2. Avoid chain link, or skinny straps They may look chic, but they’ll dig into your shoulder. “The acromioclavicular joint, where your collar bone meets your shoulder blade, has little ligaments. If your purse digs into that joint, it can create pain and irritation,” says Dr. Azad. A wider strap of five centimetres or more won’t pinch your shoulder, and “will distribute the weight of the bag more evenly,” she says. “The thicker, the better.”

3. Be mindful of the fabric Leather bags — even when empty — are heavier than fabric or nylon bags. To lighten your load, choose a lighter fabric option and make sure it has different compartments to distribute the weight evenly. Without compartments, all your stuff will collect in one spot in the bag, creating a painful load to carry.

4. Say no to embellishments Extra metal links, grommets, tassels and buckles add heaviness. Go for a bag that's classic and neat without all sorts of add-ons.

5. Switch to a backpack When worn correctly, they distribute weight properly. “Carry the backpack with both straps, wearing it snug against your back, not loose and hanging down by your butt. And put the heaviest items against your back,” says Dr. Azad.


6. Slim down its contents Your full purse shouldn’t weigh more than 10 percent of your body weight, so if you're 140 pounds, your bag (and its contents) shouldn't be more than 14 pounds. To slim your purse down, Dr. Azad suggests taking only what you really need. Empty coins from your wallet, carry cash, a few cards and ditch the back-breaking key chains. Instead of toting the entire contents of your makeup bag, bring along just your daily essentials.

If pairing-down your belongings is impossible, Dr. Azad suggests distributing the load in two bags, or packing everything in a carry-on sized bag with wheels. “It’s a great option if you must carry a lot of heavy stuff like a laptop,” she says.

7. Carry your bag safely Don't carry your bag in the crook of your arm. It's a sure way to injure your elbow, and possibly cause tendinitis says Dr. Azad, “Carry it by hand and alternate it from side to side,” says Dr. Azad.

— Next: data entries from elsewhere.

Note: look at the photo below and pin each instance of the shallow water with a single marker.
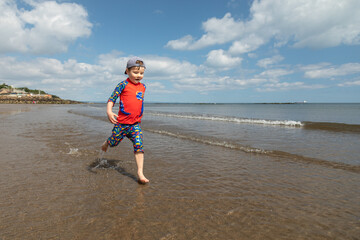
(53, 185)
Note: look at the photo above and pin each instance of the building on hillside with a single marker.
(5, 91)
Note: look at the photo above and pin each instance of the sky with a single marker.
(203, 51)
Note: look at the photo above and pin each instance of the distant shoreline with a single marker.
(35, 100)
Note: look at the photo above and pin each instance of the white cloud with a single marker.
(221, 60)
(164, 68)
(303, 23)
(325, 71)
(69, 78)
(275, 73)
(286, 86)
(349, 84)
(218, 31)
(48, 27)
(264, 63)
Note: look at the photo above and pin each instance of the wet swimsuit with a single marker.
(132, 132)
(130, 114)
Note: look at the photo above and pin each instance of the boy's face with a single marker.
(135, 74)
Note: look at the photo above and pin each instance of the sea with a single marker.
(217, 171)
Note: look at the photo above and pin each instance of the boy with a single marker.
(127, 121)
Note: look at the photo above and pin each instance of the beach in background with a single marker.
(217, 171)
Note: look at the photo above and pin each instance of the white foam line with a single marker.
(213, 143)
(289, 123)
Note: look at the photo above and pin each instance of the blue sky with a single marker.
(195, 51)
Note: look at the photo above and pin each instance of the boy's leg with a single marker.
(117, 135)
(139, 158)
(104, 146)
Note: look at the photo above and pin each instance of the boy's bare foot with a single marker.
(104, 146)
(142, 179)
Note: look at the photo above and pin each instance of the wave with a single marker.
(325, 126)
(209, 141)
(272, 153)
(288, 123)
(248, 149)
(333, 127)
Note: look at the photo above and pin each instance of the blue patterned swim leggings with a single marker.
(132, 132)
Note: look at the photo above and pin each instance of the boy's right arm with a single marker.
(111, 116)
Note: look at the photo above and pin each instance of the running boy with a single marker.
(127, 121)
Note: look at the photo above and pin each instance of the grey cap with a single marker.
(135, 62)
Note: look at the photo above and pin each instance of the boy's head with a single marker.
(134, 62)
(135, 69)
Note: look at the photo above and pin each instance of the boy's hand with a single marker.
(112, 117)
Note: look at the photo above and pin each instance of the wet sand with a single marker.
(52, 189)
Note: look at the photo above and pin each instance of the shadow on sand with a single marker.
(104, 163)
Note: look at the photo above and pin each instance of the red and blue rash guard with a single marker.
(131, 101)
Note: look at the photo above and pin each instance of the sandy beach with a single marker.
(53, 187)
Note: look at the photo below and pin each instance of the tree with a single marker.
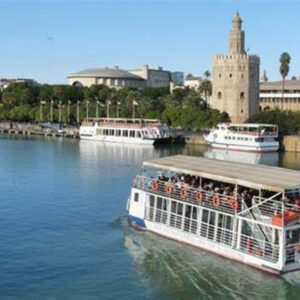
(207, 74)
(206, 88)
(284, 70)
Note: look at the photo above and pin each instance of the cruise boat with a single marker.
(137, 131)
(247, 213)
(244, 137)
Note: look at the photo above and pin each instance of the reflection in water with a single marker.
(180, 271)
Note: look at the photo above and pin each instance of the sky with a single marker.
(47, 40)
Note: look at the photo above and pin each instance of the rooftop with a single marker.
(106, 73)
(253, 176)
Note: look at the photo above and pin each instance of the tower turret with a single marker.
(237, 36)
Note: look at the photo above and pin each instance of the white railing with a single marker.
(292, 252)
(182, 192)
(259, 248)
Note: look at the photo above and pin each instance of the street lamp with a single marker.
(134, 103)
(118, 108)
(51, 110)
(87, 110)
(69, 102)
(108, 103)
(41, 110)
(59, 112)
(77, 111)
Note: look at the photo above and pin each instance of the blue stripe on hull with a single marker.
(136, 222)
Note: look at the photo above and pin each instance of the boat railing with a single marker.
(183, 192)
(273, 211)
(292, 253)
(260, 248)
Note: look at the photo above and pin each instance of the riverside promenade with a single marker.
(42, 129)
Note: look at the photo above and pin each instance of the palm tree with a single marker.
(206, 86)
(284, 70)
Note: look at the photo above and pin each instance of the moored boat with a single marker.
(244, 137)
(136, 131)
(247, 213)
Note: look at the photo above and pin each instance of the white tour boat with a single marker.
(247, 213)
(137, 131)
(244, 137)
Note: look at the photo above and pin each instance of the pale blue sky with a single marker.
(47, 40)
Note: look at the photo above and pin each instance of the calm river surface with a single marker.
(63, 234)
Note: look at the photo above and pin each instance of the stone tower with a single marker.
(235, 78)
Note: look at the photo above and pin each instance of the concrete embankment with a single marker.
(36, 129)
(291, 143)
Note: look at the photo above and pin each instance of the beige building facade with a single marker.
(271, 95)
(235, 78)
(111, 77)
(155, 77)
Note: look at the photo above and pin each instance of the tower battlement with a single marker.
(235, 77)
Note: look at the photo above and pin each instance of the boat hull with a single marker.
(203, 244)
(246, 148)
(126, 140)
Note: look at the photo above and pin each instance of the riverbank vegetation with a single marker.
(30, 101)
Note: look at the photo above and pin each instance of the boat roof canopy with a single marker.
(254, 176)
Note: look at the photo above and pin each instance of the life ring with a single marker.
(216, 200)
(183, 193)
(155, 185)
(199, 197)
(234, 203)
(168, 189)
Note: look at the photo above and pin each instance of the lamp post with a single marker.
(134, 103)
(118, 108)
(108, 102)
(87, 109)
(69, 103)
(59, 112)
(41, 110)
(51, 110)
(77, 110)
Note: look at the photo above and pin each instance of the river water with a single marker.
(63, 234)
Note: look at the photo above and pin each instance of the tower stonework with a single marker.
(235, 78)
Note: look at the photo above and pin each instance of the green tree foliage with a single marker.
(184, 108)
(284, 68)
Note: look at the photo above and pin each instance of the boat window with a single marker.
(159, 203)
(180, 209)
(205, 216)
(152, 199)
(136, 197)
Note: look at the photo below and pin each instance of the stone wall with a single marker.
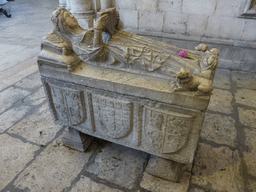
(194, 18)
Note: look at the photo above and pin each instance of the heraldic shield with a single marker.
(68, 106)
(166, 131)
(112, 116)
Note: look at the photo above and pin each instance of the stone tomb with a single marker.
(127, 89)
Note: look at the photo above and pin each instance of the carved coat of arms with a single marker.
(166, 131)
(68, 106)
(112, 116)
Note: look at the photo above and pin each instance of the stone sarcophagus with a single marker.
(124, 88)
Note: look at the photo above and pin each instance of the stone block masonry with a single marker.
(211, 18)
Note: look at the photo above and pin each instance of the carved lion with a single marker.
(187, 82)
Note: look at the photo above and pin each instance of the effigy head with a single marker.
(63, 20)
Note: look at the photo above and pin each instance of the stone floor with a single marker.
(32, 157)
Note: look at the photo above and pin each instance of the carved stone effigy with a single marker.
(124, 88)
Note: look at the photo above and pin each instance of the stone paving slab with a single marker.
(38, 127)
(217, 169)
(54, 169)
(225, 160)
(221, 101)
(87, 185)
(14, 156)
(219, 129)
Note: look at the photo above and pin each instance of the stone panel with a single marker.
(224, 27)
(38, 127)
(220, 129)
(227, 8)
(87, 185)
(10, 96)
(245, 80)
(248, 33)
(205, 7)
(54, 169)
(147, 5)
(14, 156)
(196, 24)
(174, 22)
(170, 6)
(119, 165)
(217, 169)
(129, 18)
(150, 20)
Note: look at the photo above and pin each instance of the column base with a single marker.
(76, 140)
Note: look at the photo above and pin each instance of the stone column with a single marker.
(105, 4)
(62, 3)
(83, 12)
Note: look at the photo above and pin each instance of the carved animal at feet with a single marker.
(187, 82)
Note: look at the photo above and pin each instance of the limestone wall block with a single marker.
(149, 5)
(126, 4)
(129, 19)
(170, 6)
(151, 20)
(175, 22)
(249, 32)
(225, 27)
(196, 24)
(206, 7)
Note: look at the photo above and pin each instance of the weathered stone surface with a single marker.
(221, 101)
(156, 184)
(8, 118)
(217, 169)
(245, 80)
(163, 168)
(222, 79)
(195, 7)
(196, 24)
(245, 97)
(14, 156)
(247, 117)
(175, 23)
(119, 165)
(30, 82)
(54, 169)
(220, 129)
(149, 5)
(248, 32)
(38, 127)
(252, 185)
(223, 27)
(10, 96)
(227, 8)
(129, 18)
(37, 98)
(86, 185)
(250, 154)
(151, 20)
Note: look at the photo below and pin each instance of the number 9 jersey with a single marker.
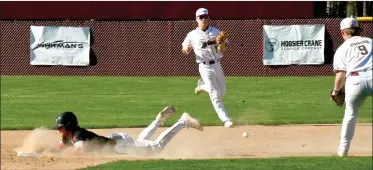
(354, 55)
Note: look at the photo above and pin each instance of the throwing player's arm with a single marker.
(187, 44)
(340, 70)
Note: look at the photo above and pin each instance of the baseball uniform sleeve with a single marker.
(339, 63)
(188, 40)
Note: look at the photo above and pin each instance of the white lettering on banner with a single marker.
(69, 46)
(293, 44)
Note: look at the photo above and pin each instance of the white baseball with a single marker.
(244, 135)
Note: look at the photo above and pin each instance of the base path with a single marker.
(214, 142)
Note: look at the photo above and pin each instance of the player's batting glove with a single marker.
(339, 96)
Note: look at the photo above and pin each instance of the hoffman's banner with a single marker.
(67, 46)
(293, 44)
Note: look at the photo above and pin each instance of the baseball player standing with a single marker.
(208, 54)
(353, 66)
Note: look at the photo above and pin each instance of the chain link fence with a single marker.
(153, 48)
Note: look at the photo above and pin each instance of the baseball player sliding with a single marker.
(353, 67)
(209, 43)
(83, 140)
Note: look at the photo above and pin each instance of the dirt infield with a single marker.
(214, 142)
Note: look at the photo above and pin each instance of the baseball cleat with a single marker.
(191, 122)
(165, 113)
(341, 153)
(228, 123)
(197, 90)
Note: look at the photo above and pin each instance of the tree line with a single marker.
(342, 9)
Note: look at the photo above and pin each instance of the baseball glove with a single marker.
(339, 98)
(220, 41)
(221, 37)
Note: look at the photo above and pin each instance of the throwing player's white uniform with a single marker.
(210, 68)
(354, 57)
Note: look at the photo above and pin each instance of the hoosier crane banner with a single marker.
(67, 46)
(293, 44)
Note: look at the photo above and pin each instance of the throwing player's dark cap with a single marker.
(68, 120)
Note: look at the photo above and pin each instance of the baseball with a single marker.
(244, 135)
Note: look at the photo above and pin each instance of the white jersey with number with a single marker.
(354, 55)
(197, 37)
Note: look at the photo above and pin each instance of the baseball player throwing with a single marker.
(353, 66)
(204, 41)
(85, 141)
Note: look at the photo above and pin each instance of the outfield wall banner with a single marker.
(293, 44)
(67, 46)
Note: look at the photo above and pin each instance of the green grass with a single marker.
(28, 102)
(289, 163)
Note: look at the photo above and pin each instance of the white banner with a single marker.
(68, 46)
(293, 44)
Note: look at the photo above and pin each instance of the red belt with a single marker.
(355, 74)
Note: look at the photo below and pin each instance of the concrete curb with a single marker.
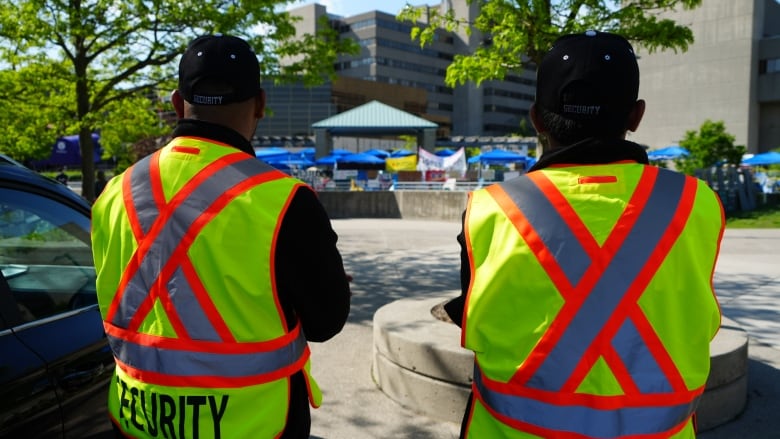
(419, 363)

She also warns not to hike up one shoulder, in an attempt to stop the straps from falling off, because it will only tighten that side. “That bad posture, over time, will create shoulder, neck, and upper back pain because muscles have to work extra hard.”

Dr. Azad recommends alternating sides throughout the day, or carrying your bag diagonally across your body, so your shoulders and back aren’t solely responsible for the weight. “Your core muscles will help carry the load. Switch the purse diagonally side to side through the day,” she advises.


When to seek help If you’ve edited your purse, but still have numbness or tingling in your hands, a decrease in grip strength, or increasing back pain, seek professional help. “If your symptoms keep getting worse, see a chiropractor, physiotherapist, or physician, and get some treatment,” says Dr. Azad.